On the 3rd April, the Regiment left Mitole, and marching across country along a vile track till the main highway leading from Kilwa Kivinje to Liwale was encountered, reached Mnasi on the following day, and proceeded to establish a camp there. Mnasi lies on the main road above mentioned and is distant about three-and-twenty miles from Kilwa Kivinje. Here two wells, dug by the Germans and cased with brick, were found, but they contained no water. B Company was separated from the rest of the Regiment at this time, being still stationed at Kirongo.

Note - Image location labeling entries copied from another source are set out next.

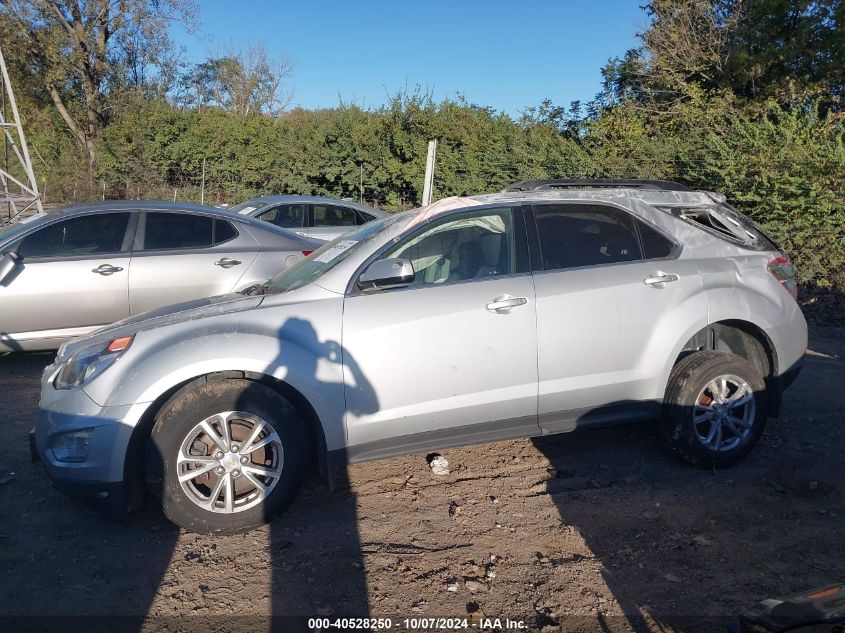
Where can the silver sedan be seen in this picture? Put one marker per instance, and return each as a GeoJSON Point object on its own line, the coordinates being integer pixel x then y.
{"type": "Point", "coordinates": [64, 274]}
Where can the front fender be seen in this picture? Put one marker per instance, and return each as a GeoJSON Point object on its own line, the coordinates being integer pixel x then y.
{"type": "Point", "coordinates": [276, 341]}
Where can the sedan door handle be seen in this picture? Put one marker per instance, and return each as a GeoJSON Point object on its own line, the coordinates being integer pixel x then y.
{"type": "Point", "coordinates": [505, 303]}
{"type": "Point", "coordinates": [226, 262]}
{"type": "Point", "coordinates": [106, 269]}
{"type": "Point", "coordinates": [660, 279]}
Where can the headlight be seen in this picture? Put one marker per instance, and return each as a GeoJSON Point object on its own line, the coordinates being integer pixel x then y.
{"type": "Point", "coordinates": [89, 362]}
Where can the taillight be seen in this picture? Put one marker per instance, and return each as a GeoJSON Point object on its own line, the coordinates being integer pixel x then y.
{"type": "Point", "coordinates": [781, 269]}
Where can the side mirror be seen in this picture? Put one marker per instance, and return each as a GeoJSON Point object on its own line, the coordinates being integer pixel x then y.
{"type": "Point", "coordinates": [7, 264]}
{"type": "Point", "coordinates": [387, 273]}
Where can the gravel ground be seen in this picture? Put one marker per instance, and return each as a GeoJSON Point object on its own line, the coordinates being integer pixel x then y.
{"type": "Point", "coordinates": [592, 531]}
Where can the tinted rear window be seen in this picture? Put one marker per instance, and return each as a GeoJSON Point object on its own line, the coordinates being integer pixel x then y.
{"type": "Point", "coordinates": [331, 215]}
{"type": "Point", "coordinates": [86, 235]}
{"type": "Point", "coordinates": [573, 235]}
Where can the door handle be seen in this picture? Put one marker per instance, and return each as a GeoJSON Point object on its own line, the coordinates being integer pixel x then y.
{"type": "Point", "coordinates": [505, 303]}
{"type": "Point", "coordinates": [226, 262]}
{"type": "Point", "coordinates": [660, 279]}
{"type": "Point", "coordinates": [106, 269]}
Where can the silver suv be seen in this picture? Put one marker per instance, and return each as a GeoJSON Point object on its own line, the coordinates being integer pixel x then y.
{"type": "Point", "coordinates": [551, 306]}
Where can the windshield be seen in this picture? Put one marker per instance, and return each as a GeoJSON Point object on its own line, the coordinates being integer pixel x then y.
{"type": "Point", "coordinates": [9, 232]}
{"type": "Point", "coordinates": [329, 255]}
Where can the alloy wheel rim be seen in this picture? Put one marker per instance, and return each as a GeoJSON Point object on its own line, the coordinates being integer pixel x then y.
{"type": "Point", "coordinates": [230, 462]}
{"type": "Point", "coordinates": [724, 413]}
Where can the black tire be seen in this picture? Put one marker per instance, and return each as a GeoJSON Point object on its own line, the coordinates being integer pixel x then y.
{"type": "Point", "coordinates": [687, 380]}
{"type": "Point", "coordinates": [183, 412]}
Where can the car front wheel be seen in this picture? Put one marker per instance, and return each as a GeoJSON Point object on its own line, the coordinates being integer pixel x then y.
{"type": "Point", "coordinates": [714, 410]}
{"type": "Point", "coordinates": [226, 456]}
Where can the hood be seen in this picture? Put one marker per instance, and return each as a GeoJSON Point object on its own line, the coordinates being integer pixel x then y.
{"type": "Point", "coordinates": [167, 315]}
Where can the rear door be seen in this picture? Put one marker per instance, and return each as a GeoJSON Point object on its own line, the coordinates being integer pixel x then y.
{"type": "Point", "coordinates": [71, 278]}
{"type": "Point", "coordinates": [611, 289]}
{"type": "Point", "coordinates": [327, 221]}
{"type": "Point", "coordinates": [181, 256]}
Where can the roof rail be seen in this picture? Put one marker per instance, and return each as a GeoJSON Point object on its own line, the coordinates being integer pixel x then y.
{"type": "Point", "coordinates": [590, 183]}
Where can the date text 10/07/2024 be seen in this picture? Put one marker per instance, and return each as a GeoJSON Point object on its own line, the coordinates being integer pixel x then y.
{"type": "Point", "coordinates": [422, 624]}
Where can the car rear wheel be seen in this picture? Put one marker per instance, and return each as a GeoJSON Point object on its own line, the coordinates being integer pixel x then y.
{"type": "Point", "coordinates": [226, 456]}
{"type": "Point", "coordinates": [714, 410]}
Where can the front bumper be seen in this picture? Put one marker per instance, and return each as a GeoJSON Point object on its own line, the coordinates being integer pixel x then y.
{"type": "Point", "coordinates": [99, 479]}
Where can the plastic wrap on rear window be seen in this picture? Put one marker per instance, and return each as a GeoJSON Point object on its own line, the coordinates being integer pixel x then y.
{"type": "Point", "coordinates": [729, 224]}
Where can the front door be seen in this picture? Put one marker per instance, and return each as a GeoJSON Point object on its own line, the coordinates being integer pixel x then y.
{"type": "Point", "coordinates": [452, 358]}
{"type": "Point", "coordinates": [70, 279]}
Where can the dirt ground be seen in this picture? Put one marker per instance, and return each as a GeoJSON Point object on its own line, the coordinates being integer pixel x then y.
{"type": "Point", "coordinates": [592, 531]}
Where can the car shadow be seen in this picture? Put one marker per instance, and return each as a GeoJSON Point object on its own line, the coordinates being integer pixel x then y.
{"type": "Point", "coordinates": [685, 548]}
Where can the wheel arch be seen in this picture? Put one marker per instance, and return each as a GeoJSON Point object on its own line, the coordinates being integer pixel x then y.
{"type": "Point", "coordinates": [134, 468]}
{"type": "Point", "coordinates": [742, 338]}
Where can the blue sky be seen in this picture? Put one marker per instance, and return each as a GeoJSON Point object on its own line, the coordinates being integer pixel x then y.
{"type": "Point", "coordinates": [496, 53]}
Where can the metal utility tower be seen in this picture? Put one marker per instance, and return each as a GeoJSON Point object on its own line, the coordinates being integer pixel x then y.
{"type": "Point", "coordinates": [17, 195]}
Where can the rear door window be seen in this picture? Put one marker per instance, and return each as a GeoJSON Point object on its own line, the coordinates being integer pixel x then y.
{"type": "Point", "coordinates": [333, 215]}
{"type": "Point", "coordinates": [168, 231]}
{"type": "Point", "coordinates": [655, 245]}
{"type": "Point", "coordinates": [98, 233]}
{"type": "Point", "coordinates": [286, 216]}
{"type": "Point", "coordinates": [575, 235]}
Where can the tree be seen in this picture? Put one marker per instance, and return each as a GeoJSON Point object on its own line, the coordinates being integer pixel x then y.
{"type": "Point", "coordinates": [790, 50]}
{"type": "Point", "coordinates": [85, 50]}
{"type": "Point", "coordinates": [239, 82]}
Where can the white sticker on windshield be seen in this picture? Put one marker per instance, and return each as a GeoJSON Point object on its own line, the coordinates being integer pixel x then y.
{"type": "Point", "coordinates": [335, 250]}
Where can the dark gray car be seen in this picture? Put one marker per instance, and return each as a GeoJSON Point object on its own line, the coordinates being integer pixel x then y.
{"type": "Point", "coordinates": [64, 274]}
{"type": "Point", "coordinates": [312, 216]}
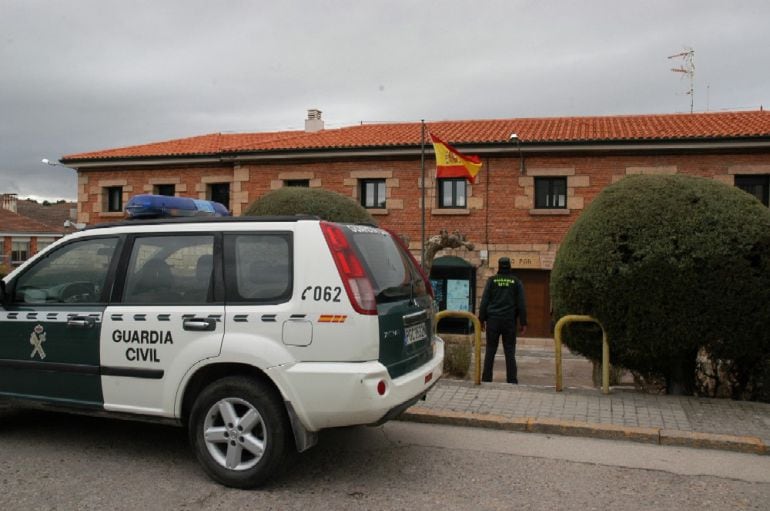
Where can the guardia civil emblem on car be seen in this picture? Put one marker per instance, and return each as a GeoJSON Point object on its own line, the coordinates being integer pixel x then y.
{"type": "Point", "coordinates": [36, 339]}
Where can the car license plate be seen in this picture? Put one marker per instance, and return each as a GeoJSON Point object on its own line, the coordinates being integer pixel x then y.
{"type": "Point", "coordinates": [415, 333]}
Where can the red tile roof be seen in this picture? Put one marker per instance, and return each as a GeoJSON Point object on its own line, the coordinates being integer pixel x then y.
{"type": "Point", "coordinates": [626, 128]}
{"type": "Point", "coordinates": [11, 222]}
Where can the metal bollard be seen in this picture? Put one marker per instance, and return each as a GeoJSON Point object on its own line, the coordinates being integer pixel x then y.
{"type": "Point", "coordinates": [574, 318]}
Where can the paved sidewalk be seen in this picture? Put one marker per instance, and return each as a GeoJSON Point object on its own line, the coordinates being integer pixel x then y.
{"type": "Point", "coordinates": [628, 415]}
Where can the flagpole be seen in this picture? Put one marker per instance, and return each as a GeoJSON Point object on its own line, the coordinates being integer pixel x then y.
{"type": "Point", "coordinates": [422, 168]}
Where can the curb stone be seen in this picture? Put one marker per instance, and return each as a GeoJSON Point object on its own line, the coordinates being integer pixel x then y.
{"type": "Point", "coordinates": [735, 443]}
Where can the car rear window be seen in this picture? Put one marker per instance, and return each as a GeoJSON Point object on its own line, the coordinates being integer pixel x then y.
{"type": "Point", "coordinates": [390, 269]}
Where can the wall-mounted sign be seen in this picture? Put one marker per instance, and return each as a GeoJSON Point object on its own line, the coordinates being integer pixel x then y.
{"type": "Point", "coordinates": [522, 260]}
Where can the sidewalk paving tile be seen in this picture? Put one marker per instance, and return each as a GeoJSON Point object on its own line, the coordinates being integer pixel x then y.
{"type": "Point", "coordinates": [678, 420]}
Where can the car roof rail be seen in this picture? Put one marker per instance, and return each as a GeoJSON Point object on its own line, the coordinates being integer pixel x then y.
{"type": "Point", "coordinates": [202, 220]}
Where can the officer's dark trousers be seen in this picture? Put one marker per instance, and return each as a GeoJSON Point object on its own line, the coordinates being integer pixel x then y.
{"type": "Point", "coordinates": [496, 328]}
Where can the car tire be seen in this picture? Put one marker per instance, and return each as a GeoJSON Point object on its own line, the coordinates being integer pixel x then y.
{"type": "Point", "coordinates": [239, 431]}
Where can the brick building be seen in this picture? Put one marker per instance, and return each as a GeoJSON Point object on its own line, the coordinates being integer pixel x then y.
{"type": "Point", "coordinates": [27, 227]}
{"type": "Point", "coordinates": [531, 188]}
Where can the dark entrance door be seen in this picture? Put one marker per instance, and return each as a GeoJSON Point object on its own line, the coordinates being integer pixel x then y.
{"type": "Point", "coordinates": [537, 292]}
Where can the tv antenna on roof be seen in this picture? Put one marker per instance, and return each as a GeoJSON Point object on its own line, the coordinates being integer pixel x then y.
{"type": "Point", "coordinates": [687, 69]}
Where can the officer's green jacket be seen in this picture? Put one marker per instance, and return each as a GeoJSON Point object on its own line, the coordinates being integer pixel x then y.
{"type": "Point", "coordinates": [503, 298]}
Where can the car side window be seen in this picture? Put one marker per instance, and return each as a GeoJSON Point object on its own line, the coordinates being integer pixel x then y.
{"type": "Point", "coordinates": [170, 270]}
{"type": "Point", "coordinates": [73, 273]}
{"type": "Point", "coordinates": [262, 267]}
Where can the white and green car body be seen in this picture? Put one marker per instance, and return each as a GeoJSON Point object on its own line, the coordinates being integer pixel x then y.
{"type": "Point", "coordinates": [255, 333]}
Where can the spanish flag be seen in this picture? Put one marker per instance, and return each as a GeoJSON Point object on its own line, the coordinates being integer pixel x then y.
{"type": "Point", "coordinates": [450, 163]}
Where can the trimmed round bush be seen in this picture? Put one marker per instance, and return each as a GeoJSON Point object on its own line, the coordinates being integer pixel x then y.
{"type": "Point", "coordinates": [326, 205]}
{"type": "Point", "coordinates": [673, 267]}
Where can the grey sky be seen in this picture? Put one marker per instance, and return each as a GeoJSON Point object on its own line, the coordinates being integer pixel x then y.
{"type": "Point", "coordinates": [83, 75]}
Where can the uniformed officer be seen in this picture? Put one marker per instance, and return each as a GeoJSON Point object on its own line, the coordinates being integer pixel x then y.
{"type": "Point", "coordinates": [502, 304]}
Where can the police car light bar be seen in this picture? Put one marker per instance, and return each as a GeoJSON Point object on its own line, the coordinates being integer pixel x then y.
{"type": "Point", "coordinates": [162, 206]}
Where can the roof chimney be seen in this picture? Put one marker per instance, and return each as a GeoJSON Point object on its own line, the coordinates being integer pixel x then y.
{"type": "Point", "coordinates": [313, 123]}
{"type": "Point", "coordinates": [9, 202]}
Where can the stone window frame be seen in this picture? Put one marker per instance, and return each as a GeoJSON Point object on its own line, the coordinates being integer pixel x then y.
{"type": "Point", "coordinates": [377, 182]}
{"type": "Point", "coordinates": [439, 193]}
{"type": "Point", "coordinates": [110, 194]}
{"type": "Point", "coordinates": [296, 183]}
{"type": "Point", "coordinates": [153, 183]}
{"type": "Point", "coordinates": [354, 179]}
{"type": "Point", "coordinates": [15, 260]}
{"type": "Point", "coordinates": [550, 182]}
{"type": "Point", "coordinates": [756, 170]}
{"type": "Point", "coordinates": [297, 175]}
{"type": "Point", "coordinates": [574, 183]}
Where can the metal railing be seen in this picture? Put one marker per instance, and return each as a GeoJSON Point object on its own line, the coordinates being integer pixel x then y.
{"type": "Point", "coordinates": [476, 329]}
{"type": "Point", "coordinates": [574, 318]}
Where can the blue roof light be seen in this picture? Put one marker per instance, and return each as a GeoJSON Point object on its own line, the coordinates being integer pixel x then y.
{"type": "Point", "coordinates": [161, 206]}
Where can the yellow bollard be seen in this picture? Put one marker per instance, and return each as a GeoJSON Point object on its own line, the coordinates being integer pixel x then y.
{"type": "Point", "coordinates": [476, 329]}
{"type": "Point", "coordinates": [574, 318]}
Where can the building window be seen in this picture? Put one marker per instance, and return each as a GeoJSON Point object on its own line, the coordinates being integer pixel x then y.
{"type": "Point", "coordinates": [167, 190]}
{"type": "Point", "coordinates": [114, 199]}
{"type": "Point", "coordinates": [452, 193]}
{"type": "Point", "coordinates": [220, 192]}
{"type": "Point", "coordinates": [550, 193]}
{"type": "Point", "coordinates": [758, 186]}
{"type": "Point", "coordinates": [43, 243]}
{"type": "Point", "coordinates": [19, 250]}
{"type": "Point", "coordinates": [373, 193]}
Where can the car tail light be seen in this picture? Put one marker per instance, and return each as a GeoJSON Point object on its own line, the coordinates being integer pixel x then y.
{"type": "Point", "coordinates": [359, 289]}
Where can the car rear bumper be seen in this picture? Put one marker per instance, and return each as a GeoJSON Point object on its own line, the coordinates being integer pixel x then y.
{"type": "Point", "coordinates": [334, 394]}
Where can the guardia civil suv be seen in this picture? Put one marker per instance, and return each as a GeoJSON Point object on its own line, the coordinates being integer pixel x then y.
{"type": "Point", "coordinates": [254, 333]}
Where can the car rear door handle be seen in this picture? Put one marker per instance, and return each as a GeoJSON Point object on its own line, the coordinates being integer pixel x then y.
{"type": "Point", "coordinates": [200, 324]}
{"type": "Point", "coordinates": [81, 322]}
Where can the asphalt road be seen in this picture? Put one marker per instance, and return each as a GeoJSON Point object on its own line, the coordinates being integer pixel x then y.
{"type": "Point", "coordinates": [52, 461]}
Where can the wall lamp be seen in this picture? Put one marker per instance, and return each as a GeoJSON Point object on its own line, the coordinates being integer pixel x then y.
{"type": "Point", "coordinates": [51, 163]}
{"type": "Point", "coordinates": [514, 138]}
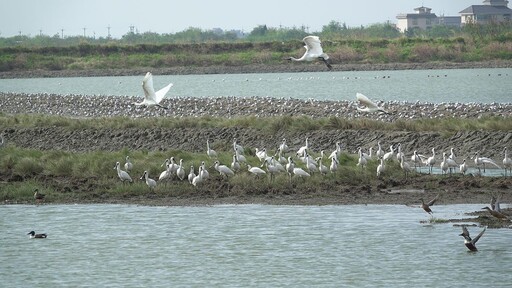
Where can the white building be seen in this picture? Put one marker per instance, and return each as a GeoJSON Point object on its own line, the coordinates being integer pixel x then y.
{"type": "Point", "coordinates": [491, 11]}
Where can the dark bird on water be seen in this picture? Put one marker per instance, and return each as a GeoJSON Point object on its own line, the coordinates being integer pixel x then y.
{"type": "Point", "coordinates": [470, 243]}
{"type": "Point", "coordinates": [34, 235]}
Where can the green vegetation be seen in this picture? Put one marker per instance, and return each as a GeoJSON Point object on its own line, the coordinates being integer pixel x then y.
{"type": "Point", "coordinates": [270, 124]}
{"type": "Point", "coordinates": [378, 43]}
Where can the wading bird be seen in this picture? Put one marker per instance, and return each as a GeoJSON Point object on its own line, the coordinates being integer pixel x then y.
{"type": "Point", "coordinates": [470, 243]}
{"type": "Point", "coordinates": [426, 206]}
{"type": "Point", "coordinates": [313, 52]}
{"type": "Point", "coordinates": [152, 98]}
{"type": "Point", "coordinates": [507, 162]}
{"type": "Point", "coordinates": [150, 182]}
{"type": "Point", "coordinates": [123, 175]}
{"type": "Point", "coordinates": [370, 106]}
{"type": "Point", "coordinates": [38, 196]}
{"type": "Point", "coordinates": [38, 236]}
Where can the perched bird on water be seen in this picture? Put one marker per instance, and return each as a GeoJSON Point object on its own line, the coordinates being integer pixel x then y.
{"type": "Point", "coordinates": [426, 206]}
{"type": "Point", "coordinates": [39, 197]}
{"type": "Point", "coordinates": [152, 98]}
{"type": "Point", "coordinates": [470, 243]}
{"type": "Point", "coordinates": [313, 52]}
{"type": "Point", "coordinates": [34, 235]}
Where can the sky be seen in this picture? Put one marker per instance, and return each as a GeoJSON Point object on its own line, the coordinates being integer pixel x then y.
{"type": "Point", "coordinates": [49, 17]}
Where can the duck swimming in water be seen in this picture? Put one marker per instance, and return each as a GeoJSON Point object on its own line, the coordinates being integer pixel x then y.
{"type": "Point", "coordinates": [34, 235]}
{"type": "Point", "coordinates": [470, 243]}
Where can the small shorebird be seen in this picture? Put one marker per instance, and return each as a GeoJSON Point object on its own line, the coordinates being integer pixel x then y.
{"type": "Point", "coordinates": [34, 235]}
{"type": "Point", "coordinates": [470, 243]}
{"type": "Point", "coordinates": [426, 206]}
{"type": "Point", "coordinates": [39, 197]}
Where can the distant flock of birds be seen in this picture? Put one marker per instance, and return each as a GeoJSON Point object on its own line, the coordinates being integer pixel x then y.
{"type": "Point", "coordinates": [277, 163]}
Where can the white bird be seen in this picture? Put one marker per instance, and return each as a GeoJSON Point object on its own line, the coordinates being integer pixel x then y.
{"type": "Point", "coordinates": [256, 170]}
{"type": "Point", "coordinates": [380, 153]}
{"type": "Point", "coordinates": [301, 150]}
{"type": "Point", "coordinates": [283, 148]}
{"type": "Point", "coordinates": [238, 148]}
{"type": "Point", "coordinates": [235, 165]}
{"type": "Point", "coordinates": [150, 182]}
{"type": "Point", "coordinates": [362, 160]}
{"type": "Point", "coordinates": [210, 152]}
{"type": "Point", "coordinates": [416, 158]}
{"type": "Point", "coordinates": [199, 177]}
{"type": "Point", "coordinates": [370, 106]}
{"type": "Point", "coordinates": [463, 168]}
{"type": "Point", "coordinates": [334, 165]}
{"type": "Point", "coordinates": [180, 171]}
{"type": "Point", "coordinates": [381, 168]}
{"type": "Point", "coordinates": [507, 162]}
{"type": "Point", "coordinates": [152, 98]}
{"type": "Point", "coordinates": [128, 165]}
{"type": "Point", "coordinates": [321, 167]}
{"type": "Point", "coordinates": [123, 175]}
{"type": "Point", "coordinates": [191, 174]}
{"type": "Point", "coordinates": [166, 174]}
{"type": "Point", "coordinates": [290, 166]}
{"type": "Point", "coordinates": [405, 166]}
{"type": "Point", "coordinates": [444, 164]}
{"type": "Point", "coordinates": [389, 155]}
{"type": "Point", "coordinates": [204, 172]}
{"type": "Point", "coordinates": [313, 52]}
{"type": "Point", "coordinates": [399, 153]}
{"type": "Point", "coordinates": [481, 161]}
{"type": "Point", "coordinates": [223, 169]}
{"type": "Point", "coordinates": [300, 173]}
{"type": "Point", "coordinates": [431, 161]}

Very early in the morning of April 11th, a bush native came into camp and reported that another native, who had come into Makangaga from the south on the preceding evening, had brought word that the enemy was at Likawage, rather more than thirty miles to the south of Mnasi, and that two companies, over two hundred strong, were marching down the road to that place. Makangaga lies south-east of Mnasi and is distant barely four miles from that place. Accordingly Lieutenant Kinley, with seventy-five rank and file and one machine-gun, was at once dispatched to make an attempt to ambush the advancing enemy.
This little band proceeded up the road to Makangaga, and passing through that village, sought some point of vantage from whence to attack the enemy as he marched down the road. For once men of the Gold Coast Regiment, whose patrols had so often been harassed by an elusive and invisible enemy, were to have a chance of subjecting a German force to a similarly unpalatable experience.